As the midway point of what has been a truly rough winter (and one that I particularly enjoy), there's an undeniable excitement that has invaded the New York metropolitan area, as well as all over the country. Spring training is coming, the time when we all eagerly await another season of the boys of summer, hot dogs, and the program hawkers who make this game what it is. Yet we also take time to reflect on what has changed.
I remember reading a few days ago that one of my favorite pitchers for the New York Yankees, Andy Pettitte, decided to call it a career. At the farewell press conference, he succinctly said all he needed to. "My heart just isn't in the game anymore," he stated, as he was looking forward to returning to Texas and spending time with his wife and family. In the days that followed, I intently listened to WFAN, which is one of the biggest all-sports radio stations, as the lines lit up with callers expressing admiration for what he accomplished. Even those he played against grudgingly had to admit what he meant to the game, and the words that were often tossed out frequently included "heart" and "competitor."
I never used to know what having a heart was all about. People mention the word "heart" and the first thing that comes to mind is what keeps you alive. Sure, that's true. But what does having heart mean? Is it character? Is it empathy? Is it a desire to see what you're really made of?
For me, when I think of having a heart, the first thing that comes to mind is a realization. I wake up every day and thank the world that someone up there recognizes I can contribute so many things to make the world better for people who stutter. I think that having a heart makes you care a great deal for others, but you see that caring reflected in different ways.

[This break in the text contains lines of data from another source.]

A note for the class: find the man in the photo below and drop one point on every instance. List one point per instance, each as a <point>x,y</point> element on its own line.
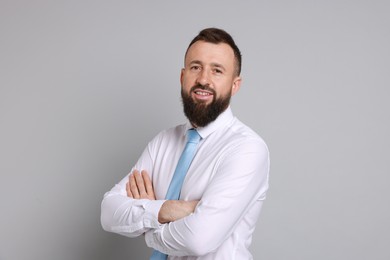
<point>226,183</point>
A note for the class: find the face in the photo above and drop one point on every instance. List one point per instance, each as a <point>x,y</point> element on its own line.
<point>208,80</point>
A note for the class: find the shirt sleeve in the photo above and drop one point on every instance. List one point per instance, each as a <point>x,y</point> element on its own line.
<point>126,216</point>
<point>240,183</point>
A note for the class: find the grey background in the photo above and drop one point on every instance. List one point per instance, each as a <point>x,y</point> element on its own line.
<point>84,85</point>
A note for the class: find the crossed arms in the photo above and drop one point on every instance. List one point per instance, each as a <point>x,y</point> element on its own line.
<point>140,187</point>
<point>233,190</point>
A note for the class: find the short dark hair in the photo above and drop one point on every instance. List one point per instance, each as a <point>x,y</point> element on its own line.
<point>215,35</point>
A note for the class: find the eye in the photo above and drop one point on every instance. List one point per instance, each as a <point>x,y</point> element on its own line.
<point>217,71</point>
<point>195,67</point>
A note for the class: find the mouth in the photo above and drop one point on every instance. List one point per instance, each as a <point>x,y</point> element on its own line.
<point>202,95</point>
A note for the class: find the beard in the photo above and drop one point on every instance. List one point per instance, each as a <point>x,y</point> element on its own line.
<point>199,113</point>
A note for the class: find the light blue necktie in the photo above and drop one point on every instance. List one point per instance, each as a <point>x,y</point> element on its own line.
<point>174,189</point>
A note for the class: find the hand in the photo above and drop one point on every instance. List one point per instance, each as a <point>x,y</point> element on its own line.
<point>140,186</point>
<point>173,210</point>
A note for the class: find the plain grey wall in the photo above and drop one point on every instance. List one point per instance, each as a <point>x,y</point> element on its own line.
<point>84,85</point>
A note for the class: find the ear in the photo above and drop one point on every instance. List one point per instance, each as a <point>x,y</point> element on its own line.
<point>181,77</point>
<point>236,85</point>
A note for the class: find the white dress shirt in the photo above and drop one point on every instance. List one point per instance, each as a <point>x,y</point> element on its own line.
<point>229,175</point>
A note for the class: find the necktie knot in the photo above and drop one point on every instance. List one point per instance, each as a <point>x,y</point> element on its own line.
<point>193,136</point>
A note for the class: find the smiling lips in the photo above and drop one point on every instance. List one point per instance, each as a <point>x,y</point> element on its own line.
<point>203,95</point>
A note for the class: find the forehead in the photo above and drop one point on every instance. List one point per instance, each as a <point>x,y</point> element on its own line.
<point>207,52</point>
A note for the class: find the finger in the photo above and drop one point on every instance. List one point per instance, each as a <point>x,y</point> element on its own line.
<point>140,184</point>
<point>133,187</point>
<point>148,184</point>
<point>128,191</point>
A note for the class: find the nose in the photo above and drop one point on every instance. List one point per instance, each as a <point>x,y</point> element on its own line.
<point>203,78</point>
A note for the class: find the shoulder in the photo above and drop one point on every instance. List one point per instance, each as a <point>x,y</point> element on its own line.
<point>244,137</point>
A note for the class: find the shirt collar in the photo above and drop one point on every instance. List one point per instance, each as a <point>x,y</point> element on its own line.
<point>222,120</point>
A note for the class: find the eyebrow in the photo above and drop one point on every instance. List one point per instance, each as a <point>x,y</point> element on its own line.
<point>213,64</point>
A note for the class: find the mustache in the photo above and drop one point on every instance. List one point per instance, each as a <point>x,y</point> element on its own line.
<point>202,87</point>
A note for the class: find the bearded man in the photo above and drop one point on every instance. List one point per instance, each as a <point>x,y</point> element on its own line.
<point>198,188</point>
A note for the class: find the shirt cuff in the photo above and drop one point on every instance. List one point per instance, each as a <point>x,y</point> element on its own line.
<point>152,208</point>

As someone who stutters, but also one who does recognize that stuttering is a disability and presents me with a unique set of challenges, my heart has shown me that caring is more than saying words of encouragement. It's about knowing how to conduct yourself around other people and knowing that others deserve basic respect. Having heart is about learning to share with yourself, and even more than that, knowing that we all owe it to everyone who stutters to set the best example we can.
You gotta have heart......and I hope you do.